In each state’s insurance exchange, all health plans but one may cover elective abortions and receive federal subsidies under the new law; that is, only one must not. In that scenario, anyone whose health care needs are not met by the one plan not covering abortions will have to live with a plan that fails to meet his or her family’s (possibly urgent) health needs, or be forced by the government to make a separate premium payment every month solely to subsidize abortions.

And it truly does represent a break with the status quo. Private health plans have at least been permitted under our law to make accommodations for those of us who oppose the taking of human life by abortion (and insurers have done just that when enough premium payers demand it). The new legislation, however, forbids them to do so, by requiring that “each enrollee” in such a plan, without exception, pay the abortion fee. If implicating us in abortion by government-mandated payments is indeed “the wolf,” then it is time to note that the wolf is no longer merely at the door—he is in the house.

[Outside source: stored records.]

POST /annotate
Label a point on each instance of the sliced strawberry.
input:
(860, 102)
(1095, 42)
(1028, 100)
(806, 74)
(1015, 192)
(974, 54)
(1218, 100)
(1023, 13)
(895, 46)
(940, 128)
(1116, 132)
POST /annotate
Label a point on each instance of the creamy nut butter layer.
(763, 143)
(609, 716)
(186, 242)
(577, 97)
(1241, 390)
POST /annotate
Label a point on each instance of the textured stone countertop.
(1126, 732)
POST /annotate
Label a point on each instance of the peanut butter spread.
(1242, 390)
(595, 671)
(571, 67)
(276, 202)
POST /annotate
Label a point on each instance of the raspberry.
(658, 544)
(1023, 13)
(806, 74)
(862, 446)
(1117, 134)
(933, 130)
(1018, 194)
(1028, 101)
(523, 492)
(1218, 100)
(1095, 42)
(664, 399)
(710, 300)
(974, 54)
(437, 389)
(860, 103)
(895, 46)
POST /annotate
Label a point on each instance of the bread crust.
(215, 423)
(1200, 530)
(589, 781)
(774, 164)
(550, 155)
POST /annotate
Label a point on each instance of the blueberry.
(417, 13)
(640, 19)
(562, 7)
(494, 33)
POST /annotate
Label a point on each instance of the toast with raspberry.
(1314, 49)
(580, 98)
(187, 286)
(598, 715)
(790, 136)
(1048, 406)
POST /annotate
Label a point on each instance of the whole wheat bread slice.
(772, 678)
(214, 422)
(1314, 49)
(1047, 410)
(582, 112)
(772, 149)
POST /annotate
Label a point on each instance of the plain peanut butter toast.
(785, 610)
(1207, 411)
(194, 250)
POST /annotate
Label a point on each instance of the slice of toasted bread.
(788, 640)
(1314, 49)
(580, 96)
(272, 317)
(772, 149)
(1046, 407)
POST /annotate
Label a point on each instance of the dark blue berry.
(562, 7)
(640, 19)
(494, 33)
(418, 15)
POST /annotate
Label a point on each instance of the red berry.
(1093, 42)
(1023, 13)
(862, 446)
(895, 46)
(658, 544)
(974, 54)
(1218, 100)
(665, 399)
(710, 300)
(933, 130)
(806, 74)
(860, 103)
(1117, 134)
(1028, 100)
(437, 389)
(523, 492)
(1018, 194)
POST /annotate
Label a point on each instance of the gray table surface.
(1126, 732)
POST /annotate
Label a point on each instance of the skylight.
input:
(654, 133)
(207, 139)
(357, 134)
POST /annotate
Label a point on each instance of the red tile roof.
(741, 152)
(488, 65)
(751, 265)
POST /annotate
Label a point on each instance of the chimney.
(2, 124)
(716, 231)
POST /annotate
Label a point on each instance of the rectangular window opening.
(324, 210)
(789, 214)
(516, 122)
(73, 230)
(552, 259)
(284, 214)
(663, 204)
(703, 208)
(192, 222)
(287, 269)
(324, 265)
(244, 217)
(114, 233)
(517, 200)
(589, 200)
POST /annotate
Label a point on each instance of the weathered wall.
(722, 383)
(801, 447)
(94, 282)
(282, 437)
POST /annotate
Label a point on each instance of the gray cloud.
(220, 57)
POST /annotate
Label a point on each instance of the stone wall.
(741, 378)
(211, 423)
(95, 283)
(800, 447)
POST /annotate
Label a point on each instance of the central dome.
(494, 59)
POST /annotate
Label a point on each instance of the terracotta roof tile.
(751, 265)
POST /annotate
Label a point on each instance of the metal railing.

Supporters of abortion, including pro-abortion leaders in Congress, see the truth of the matter more clearly. California Senator Barbara Boxer, whose advocacy of public funding of abortion is unmatched in either chamber of Congress, reassured those on her side that the bill meets their goal of expanding abortion coverage by pointing out that its segregation of funds is a mere “accounting procedure.” How odd it is that supporters of abortion funding are willing to state the truth candidly, while some who claim to be pro-life insist on ignoring and even denying it. How bizarre that the editors of Commonweal accuse their fellow pro-lifers of “crying wolf” even as the avowed friends of the wolf are hailing his arrival.

Over the course of the health care debate, the major pro-life groups and the Catholic bishops faithfully adhered to the cause of life. They recognized the hollowness of Obama’s executive order, anticipated the threat posed by funding of Community Health Centers, and saw through an insurance funding scheme that claims to honor the Hyde Amendment’s principle while gutting its policy and violating its spirit. Their actions sometimes advanced health care reform and sometimes retarded it. The fact that they remained true to their principles—principles that the editors of Commonweal purport to share—during such a heated debate is bound to draw criticism from partisans. From pro-lifers, be they liberal, conservative, or in between, it deserves praise.